Don't worry if the mathematical annotation confuses you. Let us walk through an case case. For a hash table of size 10, say our hash function hash(x) calculates index 3 for storing the data. And so here, [hash(x)%10]=iii. If alphabetize 3 is already full, linear probing gives united states [iii%x+1]=4 and we store the data at 4th index if not filled already. Similarly, quadratic probing gives u.s. [(3+1*i)%size]=four. Let's go a step further here, and assume the 4th index is now filled too. Quadratic probing then will calculate [(3+2*ii)%10]=7th index to exist used for storing the data. Try and find out what index double hashing would summate.
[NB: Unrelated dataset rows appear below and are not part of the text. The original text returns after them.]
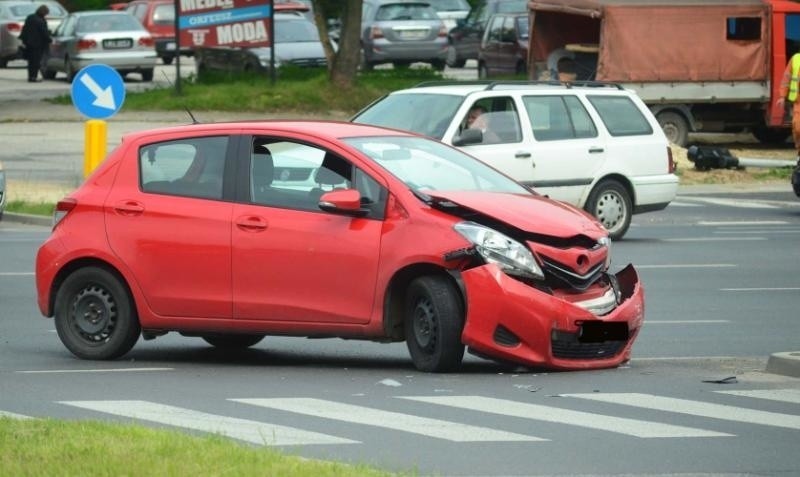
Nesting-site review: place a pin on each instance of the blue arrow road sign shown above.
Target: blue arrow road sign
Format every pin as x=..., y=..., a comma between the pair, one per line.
x=98, y=91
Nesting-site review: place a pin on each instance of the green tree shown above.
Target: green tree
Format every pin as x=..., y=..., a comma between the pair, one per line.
x=342, y=62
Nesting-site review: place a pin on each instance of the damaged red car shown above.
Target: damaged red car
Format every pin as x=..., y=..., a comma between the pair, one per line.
x=232, y=232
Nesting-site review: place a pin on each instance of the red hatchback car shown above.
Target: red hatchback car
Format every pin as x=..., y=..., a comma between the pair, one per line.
x=231, y=232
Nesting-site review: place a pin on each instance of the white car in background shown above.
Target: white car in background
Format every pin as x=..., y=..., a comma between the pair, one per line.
x=593, y=145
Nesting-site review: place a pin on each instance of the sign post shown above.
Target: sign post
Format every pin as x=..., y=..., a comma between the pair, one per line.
x=97, y=93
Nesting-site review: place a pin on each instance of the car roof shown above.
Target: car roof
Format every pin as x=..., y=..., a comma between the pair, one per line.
x=464, y=88
x=331, y=130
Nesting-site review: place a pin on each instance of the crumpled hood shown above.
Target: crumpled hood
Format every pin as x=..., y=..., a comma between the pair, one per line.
x=532, y=213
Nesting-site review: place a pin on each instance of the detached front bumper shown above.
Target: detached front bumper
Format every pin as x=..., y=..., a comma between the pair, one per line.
x=509, y=320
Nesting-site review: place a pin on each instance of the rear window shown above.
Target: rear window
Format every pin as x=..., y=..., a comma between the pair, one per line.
x=428, y=114
x=405, y=11
x=621, y=115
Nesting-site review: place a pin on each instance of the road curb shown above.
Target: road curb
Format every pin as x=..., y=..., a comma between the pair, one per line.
x=785, y=363
x=28, y=219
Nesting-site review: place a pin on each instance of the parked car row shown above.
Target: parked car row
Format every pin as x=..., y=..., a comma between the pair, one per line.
x=595, y=146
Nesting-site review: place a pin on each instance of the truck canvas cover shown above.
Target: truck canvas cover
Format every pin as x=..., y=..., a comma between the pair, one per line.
x=659, y=41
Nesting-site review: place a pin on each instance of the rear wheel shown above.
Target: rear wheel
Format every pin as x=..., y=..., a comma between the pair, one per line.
x=231, y=341
x=611, y=204
x=453, y=61
x=95, y=316
x=433, y=323
x=675, y=127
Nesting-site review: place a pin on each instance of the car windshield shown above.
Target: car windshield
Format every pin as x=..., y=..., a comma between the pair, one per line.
x=428, y=166
x=101, y=23
x=427, y=114
x=405, y=11
x=295, y=31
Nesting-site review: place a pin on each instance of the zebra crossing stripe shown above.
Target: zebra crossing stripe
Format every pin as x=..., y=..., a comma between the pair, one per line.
x=250, y=431
x=696, y=408
x=12, y=415
x=451, y=431
x=782, y=395
x=621, y=425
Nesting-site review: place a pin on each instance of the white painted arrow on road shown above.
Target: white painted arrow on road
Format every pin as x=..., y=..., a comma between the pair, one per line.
x=104, y=97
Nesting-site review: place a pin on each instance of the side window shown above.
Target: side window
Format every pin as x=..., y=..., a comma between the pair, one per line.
x=294, y=175
x=558, y=117
x=621, y=115
x=189, y=167
x=496, y=118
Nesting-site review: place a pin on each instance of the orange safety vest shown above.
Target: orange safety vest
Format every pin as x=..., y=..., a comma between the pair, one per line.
x=794, y=83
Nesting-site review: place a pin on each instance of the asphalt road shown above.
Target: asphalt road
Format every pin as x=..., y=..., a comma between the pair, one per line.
x=719, y=271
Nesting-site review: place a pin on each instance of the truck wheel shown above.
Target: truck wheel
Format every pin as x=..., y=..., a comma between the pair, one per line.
x=433, y=323
x=611, y=204
x=675, y=127
x=766, y=135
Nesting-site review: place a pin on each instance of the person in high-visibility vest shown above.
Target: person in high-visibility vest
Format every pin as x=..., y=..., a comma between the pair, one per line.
x=789, y=92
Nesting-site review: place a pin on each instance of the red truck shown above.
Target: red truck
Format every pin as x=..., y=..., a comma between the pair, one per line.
x=700, y=65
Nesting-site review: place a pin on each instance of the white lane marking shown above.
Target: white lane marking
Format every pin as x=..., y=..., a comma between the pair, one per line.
x=243, y=429
x=741, y=204
x=761, y=289
x=742, y=222
x=782, y=395
x=696, y=408
x=714, y=239
x=684, y=322
x=620, y=425
x=451, y=431
x=13, y=415
x=688, y=265
x=115, y=370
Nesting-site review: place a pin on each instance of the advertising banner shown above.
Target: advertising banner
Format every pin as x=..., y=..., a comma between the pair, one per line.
x=235, y=23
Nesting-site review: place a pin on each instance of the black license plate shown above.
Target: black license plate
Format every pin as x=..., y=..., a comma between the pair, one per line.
x=597, y=332
x=117, y=44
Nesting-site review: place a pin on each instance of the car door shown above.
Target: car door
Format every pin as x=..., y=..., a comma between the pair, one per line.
x=292, y=262
x=167, y=221
x=568, y=147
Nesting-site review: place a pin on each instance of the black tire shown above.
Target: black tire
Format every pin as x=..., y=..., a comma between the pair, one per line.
x=438, y=65
x=452, y=60
x=433, y=323
x=774, y=136
x=675, y=127
x=611, y=204
x=95, y=315
x=232, y=341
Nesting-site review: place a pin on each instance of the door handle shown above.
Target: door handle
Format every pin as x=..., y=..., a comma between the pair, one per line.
x=129, y=208
x=251, y=223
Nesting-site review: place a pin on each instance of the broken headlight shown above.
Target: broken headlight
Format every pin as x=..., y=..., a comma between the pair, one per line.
x=511, y=256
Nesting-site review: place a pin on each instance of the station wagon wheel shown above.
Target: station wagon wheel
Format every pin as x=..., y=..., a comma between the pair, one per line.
x=232, y=341
x=94, y=314
x=611, y=204
x=433, y=323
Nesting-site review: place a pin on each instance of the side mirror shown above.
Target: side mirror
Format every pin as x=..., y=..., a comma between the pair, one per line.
x=344, y=202
x=468, y=137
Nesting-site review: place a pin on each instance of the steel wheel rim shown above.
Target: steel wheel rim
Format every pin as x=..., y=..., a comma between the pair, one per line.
x=610, y=210
x=425, y=325
x=94, y=314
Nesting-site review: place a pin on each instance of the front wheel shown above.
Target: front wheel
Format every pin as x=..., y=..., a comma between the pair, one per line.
x=231, y=341
x=611, y=204
x=95, y=316
x=433, y=323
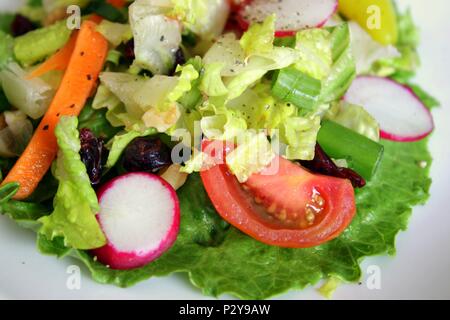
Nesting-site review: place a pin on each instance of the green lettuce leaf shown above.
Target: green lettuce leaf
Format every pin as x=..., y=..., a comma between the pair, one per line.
x=115, y=33
x=75, y=203
x=259, y=37
x=407, y=63
x=156, y=37
x=316, y=52
x=120, y=141
x=212, y=253
x=206, y=18
x=384, y=207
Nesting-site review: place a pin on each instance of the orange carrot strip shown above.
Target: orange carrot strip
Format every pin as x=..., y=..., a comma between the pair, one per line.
x=79, y=79
x=58, y=61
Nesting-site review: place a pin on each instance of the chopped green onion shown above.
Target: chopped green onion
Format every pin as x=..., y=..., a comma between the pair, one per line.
x=105, y=10
x=293, y=86
x=340, y=39
x=363, y=154
x=287, y=42
x=4, y=104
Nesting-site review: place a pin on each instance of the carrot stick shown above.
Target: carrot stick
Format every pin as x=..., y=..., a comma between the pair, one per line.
x=58, y=61
x=79, y=79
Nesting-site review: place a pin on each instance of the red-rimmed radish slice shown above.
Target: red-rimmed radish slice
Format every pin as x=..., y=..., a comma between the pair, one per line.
x=140, y=216
x=292, y=15
x=400, y=113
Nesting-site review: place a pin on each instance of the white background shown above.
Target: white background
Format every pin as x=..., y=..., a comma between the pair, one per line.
x=420, y=269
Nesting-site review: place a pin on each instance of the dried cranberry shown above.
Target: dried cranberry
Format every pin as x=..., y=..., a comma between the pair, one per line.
x=21, y=25
x=92, y=153
x=323, y=164
x=128, y=51
x=146, y=154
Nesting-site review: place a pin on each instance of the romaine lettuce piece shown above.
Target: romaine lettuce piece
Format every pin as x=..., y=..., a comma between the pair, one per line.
x=252, y=154
x=16, y=134
x=315, y=47
x=115, y=33
x=75, y=203
x=156, y=36
x=259, y=37
x=32, y=96
x=206, y=18
x=142, y=103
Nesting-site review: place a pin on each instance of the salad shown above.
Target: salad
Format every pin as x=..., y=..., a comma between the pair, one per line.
x=256, y=145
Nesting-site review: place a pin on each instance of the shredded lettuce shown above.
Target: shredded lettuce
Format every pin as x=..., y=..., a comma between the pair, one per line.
x=139, y=103
x=300, y=135
x=115, y=33
x=32, y=96
x=212, y=84
x=75, y=203
x=156, y=36
x=314, y=46
x=36, y=45
x=206, y=18
x=259, y=37
x=252, y=154
x=14, y=137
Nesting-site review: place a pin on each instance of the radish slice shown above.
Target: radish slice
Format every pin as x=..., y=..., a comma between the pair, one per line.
x=140, y=216
x=292, y=15
x=401, y=114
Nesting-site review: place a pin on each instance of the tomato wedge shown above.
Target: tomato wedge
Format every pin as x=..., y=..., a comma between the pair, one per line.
x=292, y=208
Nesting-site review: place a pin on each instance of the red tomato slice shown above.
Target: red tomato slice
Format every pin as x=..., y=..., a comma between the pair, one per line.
x=292, y=208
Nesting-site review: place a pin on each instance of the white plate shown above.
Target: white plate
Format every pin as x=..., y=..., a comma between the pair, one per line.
x=419, y=271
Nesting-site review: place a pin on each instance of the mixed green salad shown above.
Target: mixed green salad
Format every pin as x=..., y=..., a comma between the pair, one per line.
x=256, y=145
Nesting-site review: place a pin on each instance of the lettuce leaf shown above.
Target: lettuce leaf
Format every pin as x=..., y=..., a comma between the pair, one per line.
x=206, y=18
x=75, y=203
x=156, y=36
x=252, y=154
x=408, y=61
x=32, y=96
x=115, y=33
x=212, y=253
x=384, y=207
x=139, y=103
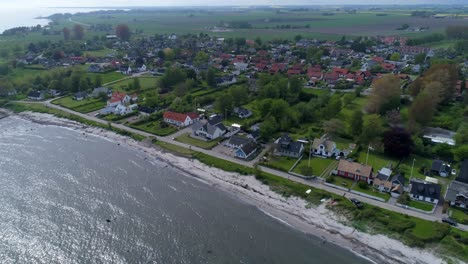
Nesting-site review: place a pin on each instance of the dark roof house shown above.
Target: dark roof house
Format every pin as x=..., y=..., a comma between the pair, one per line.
x=286, y=146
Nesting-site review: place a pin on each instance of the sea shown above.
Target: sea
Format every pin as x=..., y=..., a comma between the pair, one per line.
x=69, y=197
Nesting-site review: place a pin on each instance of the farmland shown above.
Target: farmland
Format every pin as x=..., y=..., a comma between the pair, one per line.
x=268, y=23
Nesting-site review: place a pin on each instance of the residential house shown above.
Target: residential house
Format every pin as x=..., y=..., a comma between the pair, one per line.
x=179, y=119
x=208, y=130
x=440, y=168
x=355, y=171
x=425, y=191
x=439, y=135
x=457, y=191
x=324, y=148
x=80, y=96
x=286, y=146
x=236, y=141
x=99, y=90
x=382, y=180
x=118, y=98
x=53, y=92
x=246, y=150
x=242, y=112
x=398, y=179
x=36, y=95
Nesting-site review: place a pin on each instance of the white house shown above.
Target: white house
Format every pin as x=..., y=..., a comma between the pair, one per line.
x=324, y=147
x=424, y=191
x=179, y=119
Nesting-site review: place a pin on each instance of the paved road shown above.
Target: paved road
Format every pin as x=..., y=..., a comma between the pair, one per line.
x=313, y=183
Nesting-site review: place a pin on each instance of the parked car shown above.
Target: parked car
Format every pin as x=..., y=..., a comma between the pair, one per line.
x=449, y=221
x=357, y=203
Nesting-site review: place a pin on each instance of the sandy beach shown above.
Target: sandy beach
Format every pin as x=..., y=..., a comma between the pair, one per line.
x=317, y=221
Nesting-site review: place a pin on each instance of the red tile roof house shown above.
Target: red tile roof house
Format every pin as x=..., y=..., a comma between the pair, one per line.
x=458, y=91
x=331, y=78
x=293, y=72
x=277, y=67
x=118, y=98
x=340, y=71
x=355, y=171
x=315, y=74
x=180, y=120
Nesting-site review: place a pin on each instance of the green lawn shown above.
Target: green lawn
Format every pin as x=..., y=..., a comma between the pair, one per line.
x=458, y=215
x=187, y=139
x=84, y=106
x=342, y=182
x=154, y=127
x=280, y=163
x=371, y=191
x=318, y=165
x=377, y=161
x=145, y=83
x=421, y=205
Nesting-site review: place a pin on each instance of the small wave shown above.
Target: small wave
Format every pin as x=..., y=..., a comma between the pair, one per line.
x=275, y=217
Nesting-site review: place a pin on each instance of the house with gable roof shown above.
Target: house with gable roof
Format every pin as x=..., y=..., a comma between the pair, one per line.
x=179, y=119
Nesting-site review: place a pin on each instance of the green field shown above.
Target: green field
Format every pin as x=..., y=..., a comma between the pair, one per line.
x=458, y=215
x=187, y=139
x=318, y=165
x=145, y=83
x=371, y=191
x=154, y=127
x=84, y=106
x=421, y=205
x=279, y=163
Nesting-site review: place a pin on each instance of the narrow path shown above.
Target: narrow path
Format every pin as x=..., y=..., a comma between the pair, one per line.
x=79, y=23
x=313, y=183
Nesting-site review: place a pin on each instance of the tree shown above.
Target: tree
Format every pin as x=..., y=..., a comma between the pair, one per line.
x=268, y=128
x=385, y=95
x=393, y=117
x=239, y=94
x=356, y=123
x=461, y=153
x=78, y=32
x=224, y=104
x=98, y=81
x=422, y=109
x=136, y=84
x=66, y=33
x=123, y=32
x=201, y=59
x=211, y=77
x=395, y=56
x=372, y=129
x=397, y=142
x=420, y=58
x=333, y=127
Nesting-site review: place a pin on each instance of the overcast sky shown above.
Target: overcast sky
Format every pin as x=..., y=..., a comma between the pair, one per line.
x=101, y=3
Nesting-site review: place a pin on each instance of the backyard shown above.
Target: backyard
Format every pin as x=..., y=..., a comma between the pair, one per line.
x=318, y=165
x=156, y=127
x=421, y=205
x=279, y=162
x=187, y=139
x=84, y=106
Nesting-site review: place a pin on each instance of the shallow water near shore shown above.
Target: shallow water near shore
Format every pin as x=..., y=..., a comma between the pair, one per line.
x=68, y=197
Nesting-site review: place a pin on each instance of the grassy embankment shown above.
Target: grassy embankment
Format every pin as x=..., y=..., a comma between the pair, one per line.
x=22, y=107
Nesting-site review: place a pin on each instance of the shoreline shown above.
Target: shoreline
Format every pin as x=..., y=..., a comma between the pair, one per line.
x=317, y=221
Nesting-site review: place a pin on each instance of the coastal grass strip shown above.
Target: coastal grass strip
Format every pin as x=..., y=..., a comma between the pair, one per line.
x=22, y=107
x=415, y=232
x=412, y=231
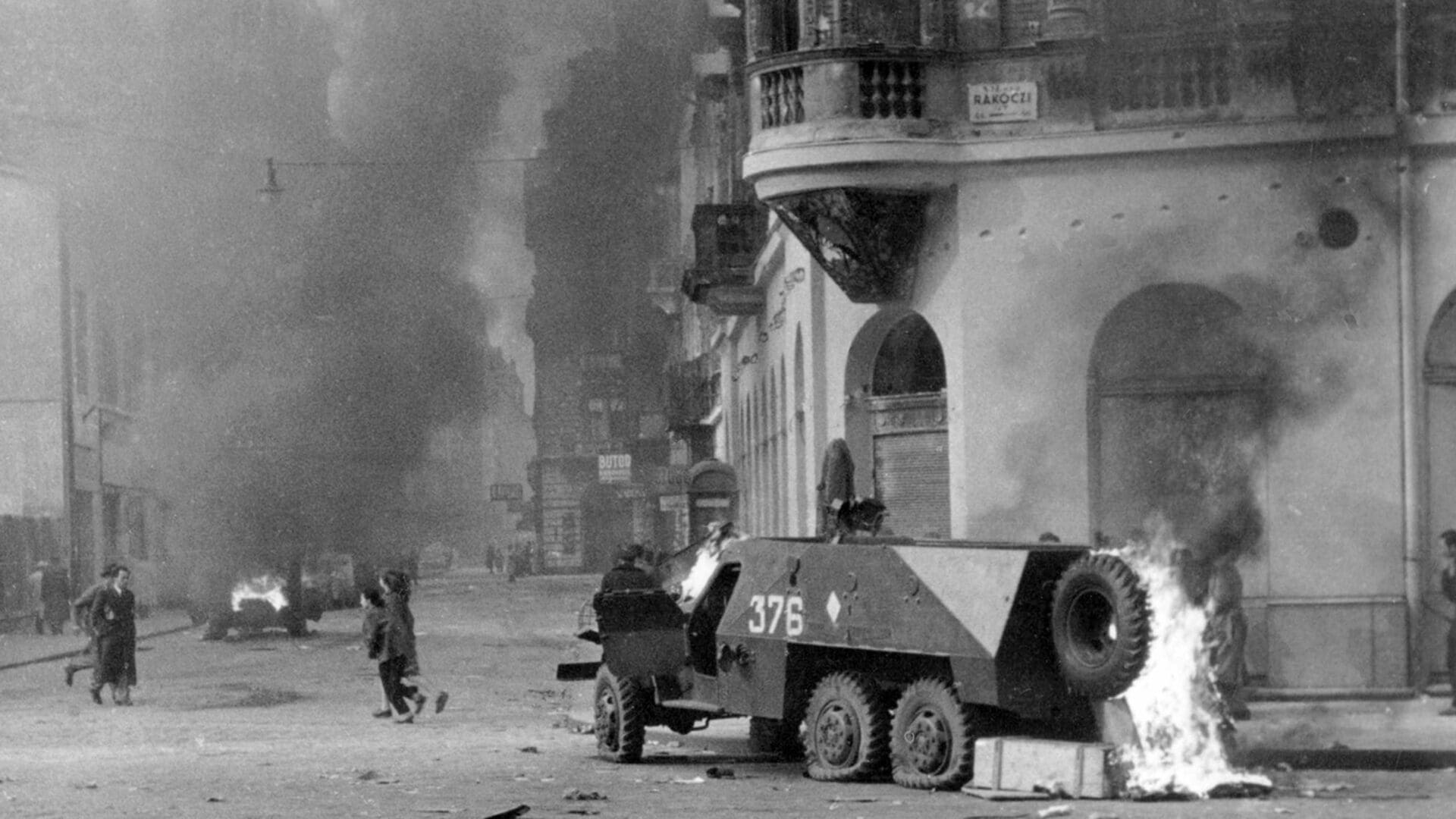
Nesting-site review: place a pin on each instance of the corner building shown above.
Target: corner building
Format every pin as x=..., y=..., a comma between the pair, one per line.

I am providing the code of a hash table implementation with linear probing technique, using two arrays. This implementation can exist tweaked to use quadratic probing or double hashing equally well, I volition get out that to your curiosity.
public course LinearProbing{
private String [] keys;
individual String [] values;
individual int size;
private int capacity; public LinearProbing(int capacity){
keys = new String[chapters];
values = new String[capacity];
this.size = 0;
this.capacity = chapters;
}
public void makeEmpty(){
size = 0;
keys = new Cord[chapters];
values = new String[chapters];
}
public int getSize(){
return size;
}
public int getCapacity(){
return capacity;
}
public boolean isFull(){
return size==capacity;
}
public boolean isEmpty(){
return size==0;
}
private int getHash(String fundamental){
return Math.abs(cardinal.hashCode()%capacity);
}
public void insert(String central,String value){
if(isFull()){
System.out.println("No room to insert");
return;
}
int temp = getHash(key);
int i = temp;
do{
if(keys[i]==zilch || keys[i].equals("DELETED")){
keys[i] = key;
values[i] = value;
size++;
return;
}
if(keys[i].equals(key)){
values[i] = value;
return;
}
i = (i+1)%capacity;
}while(i!=temp);
}
public String get(String cardinal){
int i = getHash(key);
while(keys[i]!=aught){
if(keys[i].equals(central)){
return values[i];
}
i = (i+ane)%capacity;
}
return "not found";
}
public boolean contains(String primal){
return get(key)!=zilch;
}
public void remove(String cardinal){
if(!contains(primal)){
return;
}
int i = getHash(key);
while(!keys[i].equals(key)){
i = (i+1)%capacity;
}
keys[i] = values[i] = "DELETED";
size--;
}
}
If it was a dynamic array implementation, we would take to cheque the load factor at some point of removal or insertion and take necessary steps. However, for simplicity of understanding I have used manifestly arrays here. Don't worry nearly the "DELETED" flags, because if you expect closely, they are overridden during insertions. Note that, there are other ways to implement the hash table with linear probing, feel free to explore them! Information technology will only sharpen your understanding.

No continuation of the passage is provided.